The third reason for intervention with suppliers and source of value in the VIPER hierarchy is that of performance and performance improvement. Supplier performance and driving improvements with suppliers are both entire subjects all of their own and indeed four full chapters are given to these topics later.
Supplier performance could encompass many areas: quality, timeliness, correctness, price, performance, risk management and so on; so there are many areas that could be considered - more on these later. It is easy to chase performance improvements with suppliers but it is not always worthwhile. For example, I would really like it if the software package I use to create presentations didn't always seem to crash at the point when I haven't saved my work for some time. I could even pursue the large global company that created it but my actions here are unlikely to provoke a response. If the guy who cleans my windows keeps failing to do a good job then I can simply find another window cleaner, writing off what I have already paid. In both these cases putting energy into pursuing performance improvements with the current supplier is simply not worthwhile. But if my bank keeps applying incorrect charges to my account I will want to seek both performance improvements and reimbursement or even compensation for my losses as the effort to switch banks is unpalatable.
The value in performance improvement therefore comes by developing supplier relationships or interventions for the specific supply situations where it is both possible to pursue improvement and where the effort required will deliver worthwhile results. This may not be limited to first tier suppliers (those suppliers with whom we have a direct contractual relationship) but could even be appropriate with second or third tier suppliers or indeed suppliers way back in the supply chain many contractual steps removed. Here it becomes more difficult (but not impossible) to pursue improvements as we don't own the direct contractual relationship.
Supplier performance improvements can potentially add value when:
• performance is not what was agreed or expected;
• we can secure greater value if performance can be improved above that agreed or expected; and
• there are unacceptable supply chain risks that must be addressed. For each of these, effort to drive improvement is worthwhile if and when:
• we stand to gain or lose significantly;
• our intervention is likely to yield a result;
• we have few alternatives so we need to make it work (eg because we have progressed too far with the supplier, because we cannot easily switch to another supplier or because the market is difficult); or
• the supplier is unable to improve without help.
Performance improvements can be either directive (telling the supplier to improve) or collaborative (working with the supplier to deliver improvements) and both approaches have their place depending upon the type of relationship we want in place.
Performance improvement is not easy. The reality is securing improvements can be much harder than often realized. For example, a specialist manufacturing company making precision components might be struggling to achieve good accuracy resulting in high wastage and therefore increased costs for every good unit supplied. If the company could reduce waste it would. Driving performance improvements here may not simply be a case of telling the supplier to get on with it but rather might need some support, perhaps investing in having one of our technical experts to help them or even consider if we can help them fund new equipment to become more accurate. Either way improvements may require our help to realize them.

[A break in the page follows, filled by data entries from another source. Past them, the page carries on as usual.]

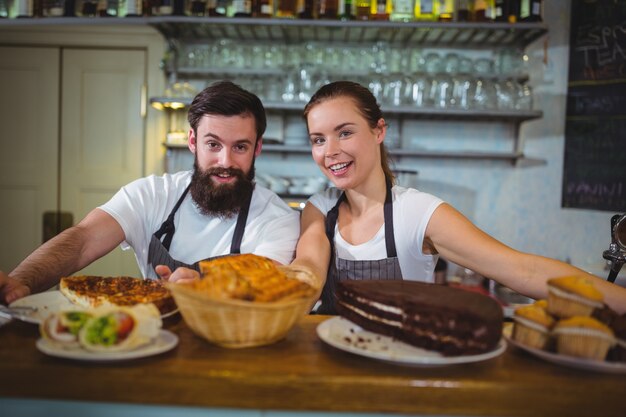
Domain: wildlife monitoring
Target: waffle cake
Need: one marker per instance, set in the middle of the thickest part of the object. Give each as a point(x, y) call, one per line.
point(434, 317)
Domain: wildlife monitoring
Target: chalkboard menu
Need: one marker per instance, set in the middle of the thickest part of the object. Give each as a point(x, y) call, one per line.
point(594, 170)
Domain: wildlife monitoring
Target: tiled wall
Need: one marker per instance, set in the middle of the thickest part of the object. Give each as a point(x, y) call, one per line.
point(521, 205)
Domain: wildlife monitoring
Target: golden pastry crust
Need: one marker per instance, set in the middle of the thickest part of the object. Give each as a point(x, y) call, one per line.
point(249, 277)
point(577, 285)
point(536, 314)
point(585, 323)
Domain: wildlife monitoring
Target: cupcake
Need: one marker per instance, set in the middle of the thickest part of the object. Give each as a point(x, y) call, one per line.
point(618, 325)
point(573, 296)
point(532, 325)
point(583, 337)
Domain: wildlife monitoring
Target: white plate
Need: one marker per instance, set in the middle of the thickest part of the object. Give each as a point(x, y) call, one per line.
point(572, 361)
point(165, 341)
point(51, 301)
point(345, 335)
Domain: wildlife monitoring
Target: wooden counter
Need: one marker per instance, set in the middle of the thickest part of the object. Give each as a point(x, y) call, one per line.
point(302, 373)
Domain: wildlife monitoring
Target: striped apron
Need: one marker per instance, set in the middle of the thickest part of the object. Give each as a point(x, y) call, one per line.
point(346, 269)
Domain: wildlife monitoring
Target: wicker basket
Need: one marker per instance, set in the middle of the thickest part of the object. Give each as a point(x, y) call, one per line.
point(239, 324)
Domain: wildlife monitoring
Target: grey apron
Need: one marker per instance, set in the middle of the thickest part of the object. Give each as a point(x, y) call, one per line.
point(345, 269)
point(158, 251)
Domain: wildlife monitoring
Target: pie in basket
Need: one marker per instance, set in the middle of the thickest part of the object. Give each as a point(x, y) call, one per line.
point(249, 277)
point(94, 291)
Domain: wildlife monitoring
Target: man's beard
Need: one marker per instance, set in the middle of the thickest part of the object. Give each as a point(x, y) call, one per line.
point(220, 200)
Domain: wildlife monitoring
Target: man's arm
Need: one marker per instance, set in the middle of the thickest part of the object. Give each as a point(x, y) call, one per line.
point(73, 249)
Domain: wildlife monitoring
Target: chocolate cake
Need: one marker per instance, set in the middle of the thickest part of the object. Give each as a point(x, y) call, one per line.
point(434, 317)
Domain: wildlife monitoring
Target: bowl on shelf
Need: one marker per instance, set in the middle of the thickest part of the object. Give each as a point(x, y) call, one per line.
point(239, 324)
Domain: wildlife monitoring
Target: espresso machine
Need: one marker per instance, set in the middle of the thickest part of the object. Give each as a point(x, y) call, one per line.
point(616, 254)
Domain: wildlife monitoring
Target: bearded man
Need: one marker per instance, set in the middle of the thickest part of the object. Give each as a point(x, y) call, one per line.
point(176, 220)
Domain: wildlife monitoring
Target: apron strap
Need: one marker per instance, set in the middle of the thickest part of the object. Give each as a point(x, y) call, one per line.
point(168, 228)
point(390, 242)
point(242, 218)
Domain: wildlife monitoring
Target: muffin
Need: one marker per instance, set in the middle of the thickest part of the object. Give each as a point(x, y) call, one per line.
point(532, 325)
point(573, 296)
point(583, 337)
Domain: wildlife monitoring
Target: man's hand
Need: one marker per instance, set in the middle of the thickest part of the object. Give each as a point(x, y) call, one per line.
point(180, 275)
point(11, 289)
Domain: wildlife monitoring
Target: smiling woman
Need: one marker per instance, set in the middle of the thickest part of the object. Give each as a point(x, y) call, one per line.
point(368, 228)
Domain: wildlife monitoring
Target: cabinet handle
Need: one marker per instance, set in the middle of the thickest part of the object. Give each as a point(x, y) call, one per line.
point(144, 101)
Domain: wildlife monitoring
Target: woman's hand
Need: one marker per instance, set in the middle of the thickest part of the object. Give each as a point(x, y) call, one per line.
point(181, 275)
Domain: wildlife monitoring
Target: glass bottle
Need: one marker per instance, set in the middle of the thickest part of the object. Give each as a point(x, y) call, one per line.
point(287, 9)
point(425, 10)
point(53, 8)
point(379, 10)
point(531, 10)
point(178, 7)
point(327, 9)
point(512, 8)
point(4, 9)
point(134, 8)
point(88, 8)
point(484, 10)
point(501, 11)
point(402, 11)
point(197, 7)
point(69, 8)
point(463, 11)
point(363, 9)
point(262, 8)
point(346, 10)
point(24, 8)
point(446, 10)
point(242, 8)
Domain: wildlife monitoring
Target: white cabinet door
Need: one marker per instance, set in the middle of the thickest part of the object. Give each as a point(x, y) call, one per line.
point(102, 135)
point(29, 129)
point(71, 134)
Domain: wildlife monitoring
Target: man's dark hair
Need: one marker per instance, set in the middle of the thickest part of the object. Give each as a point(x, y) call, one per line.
point(226, 98)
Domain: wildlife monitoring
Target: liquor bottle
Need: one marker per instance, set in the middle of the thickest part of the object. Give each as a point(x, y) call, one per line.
point(287, 9)
point(242, 8)
point(327, 9)
point(88, 8)
point(164, 8)
point(402, 11)
point(197, 7)
point(24, 8)
point(363, 9)
point(531, 10)
point(378, 10)
point(262, 8)
point(513, 10)
point(501, 11)
point(133, 8)
point(4, 9)
point(346, 10)
point(484, 10)
point(425, 10)
point(178, 7)
point(446, 10)
point(463, 11)
point(69, 8)
point(306, 9)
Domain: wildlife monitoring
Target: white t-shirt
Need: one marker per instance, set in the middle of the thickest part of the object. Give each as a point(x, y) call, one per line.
point(272, 228)
point(412, 210)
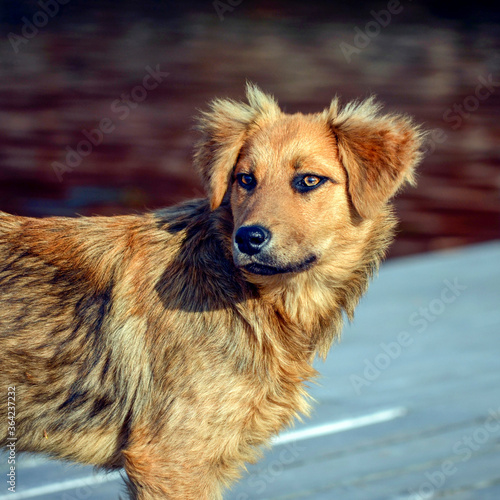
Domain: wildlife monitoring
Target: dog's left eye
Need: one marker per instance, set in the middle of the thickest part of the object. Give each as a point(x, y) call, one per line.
point(246, 181)
point(307, 182)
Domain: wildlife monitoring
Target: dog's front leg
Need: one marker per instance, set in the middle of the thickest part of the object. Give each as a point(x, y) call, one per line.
point(157, 472)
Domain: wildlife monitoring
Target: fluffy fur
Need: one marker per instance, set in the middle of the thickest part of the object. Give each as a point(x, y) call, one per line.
point(145, 342)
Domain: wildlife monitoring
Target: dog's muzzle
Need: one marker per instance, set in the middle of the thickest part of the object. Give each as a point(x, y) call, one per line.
point(250, 240)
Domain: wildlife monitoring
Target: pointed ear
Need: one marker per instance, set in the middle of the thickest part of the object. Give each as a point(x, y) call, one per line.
point(225, 128)
point(379, 152)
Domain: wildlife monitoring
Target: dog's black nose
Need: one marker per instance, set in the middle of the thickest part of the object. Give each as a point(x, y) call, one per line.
point(251, 239)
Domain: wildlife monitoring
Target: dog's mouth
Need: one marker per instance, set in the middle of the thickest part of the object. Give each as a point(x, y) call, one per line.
point(268, 270)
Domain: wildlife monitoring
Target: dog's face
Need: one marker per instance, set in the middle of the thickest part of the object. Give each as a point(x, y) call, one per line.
point(288, 196)
point(302, 187)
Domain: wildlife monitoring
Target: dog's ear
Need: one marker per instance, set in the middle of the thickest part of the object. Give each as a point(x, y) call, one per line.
point(225, 127)
point(379, 152)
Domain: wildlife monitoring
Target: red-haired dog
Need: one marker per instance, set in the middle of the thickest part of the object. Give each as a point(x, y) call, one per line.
point(176, 343)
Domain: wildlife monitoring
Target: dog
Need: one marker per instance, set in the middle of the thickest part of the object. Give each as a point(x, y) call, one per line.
point(175, 344)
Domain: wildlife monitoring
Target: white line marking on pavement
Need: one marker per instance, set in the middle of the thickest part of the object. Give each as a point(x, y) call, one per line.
point(307, 433)
point(340, 426)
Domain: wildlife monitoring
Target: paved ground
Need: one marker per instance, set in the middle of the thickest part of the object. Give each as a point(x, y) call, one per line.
point(412, 393)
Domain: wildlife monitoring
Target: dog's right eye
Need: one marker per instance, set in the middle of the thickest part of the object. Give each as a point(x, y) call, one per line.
point(246, 181)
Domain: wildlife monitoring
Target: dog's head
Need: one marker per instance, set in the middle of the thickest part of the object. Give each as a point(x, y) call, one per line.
point(300, 186)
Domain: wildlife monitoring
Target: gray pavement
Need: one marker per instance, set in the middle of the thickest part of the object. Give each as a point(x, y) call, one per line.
point(408, 405)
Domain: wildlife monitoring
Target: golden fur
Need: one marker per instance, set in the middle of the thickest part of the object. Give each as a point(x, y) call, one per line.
point(147, 342)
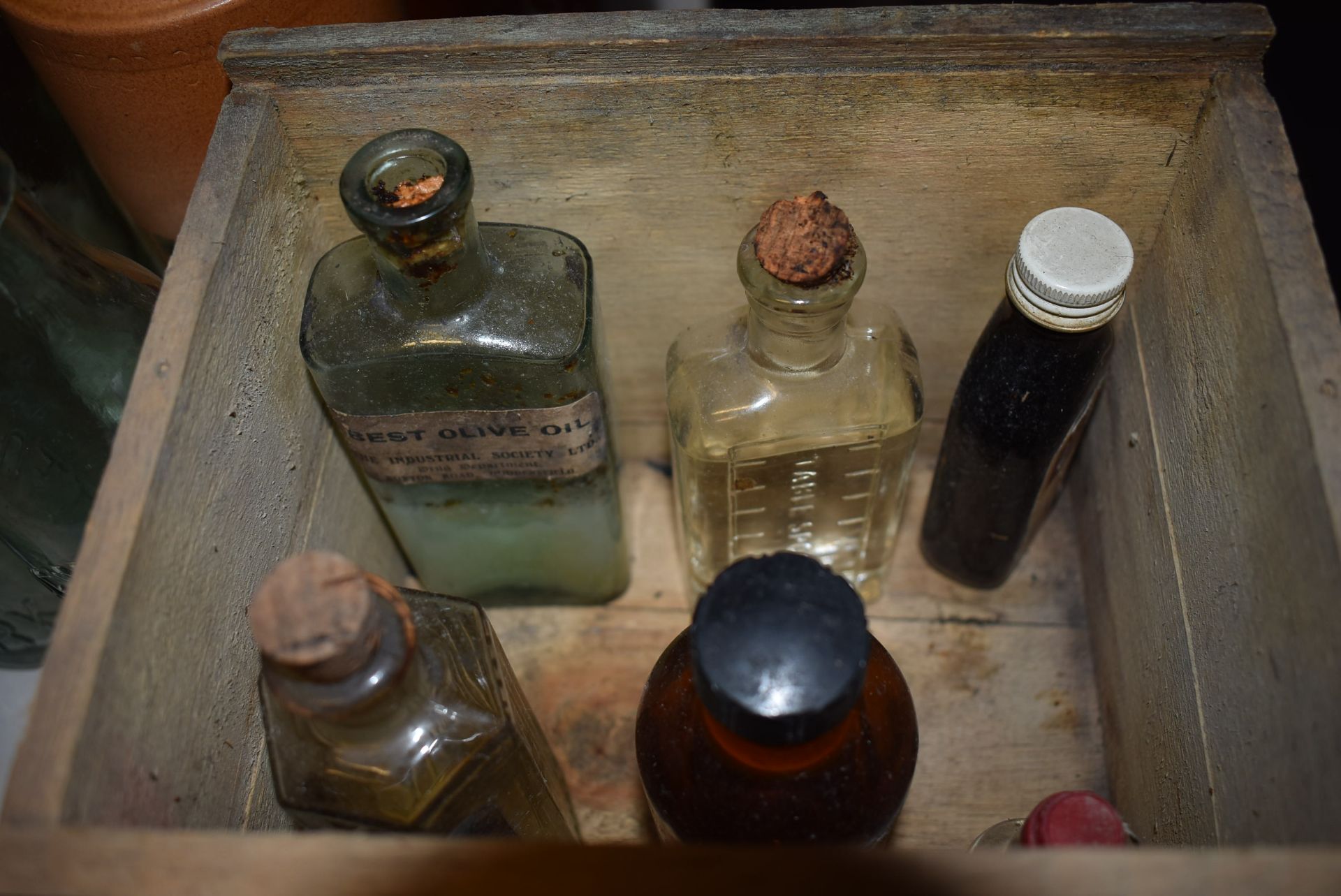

VIPER helps the organization define the broad areas where performance improvements might be required, for example the need for general supply base improvement might be identified in response to corporate objectives to reduce defects or customer companies regarding service failures. VIPER also helps us identify performance improvements for specific suppliers where we know there is an issue, for example: 'bring working conditions at factories in India in line with our Corporate Responsibility policy'.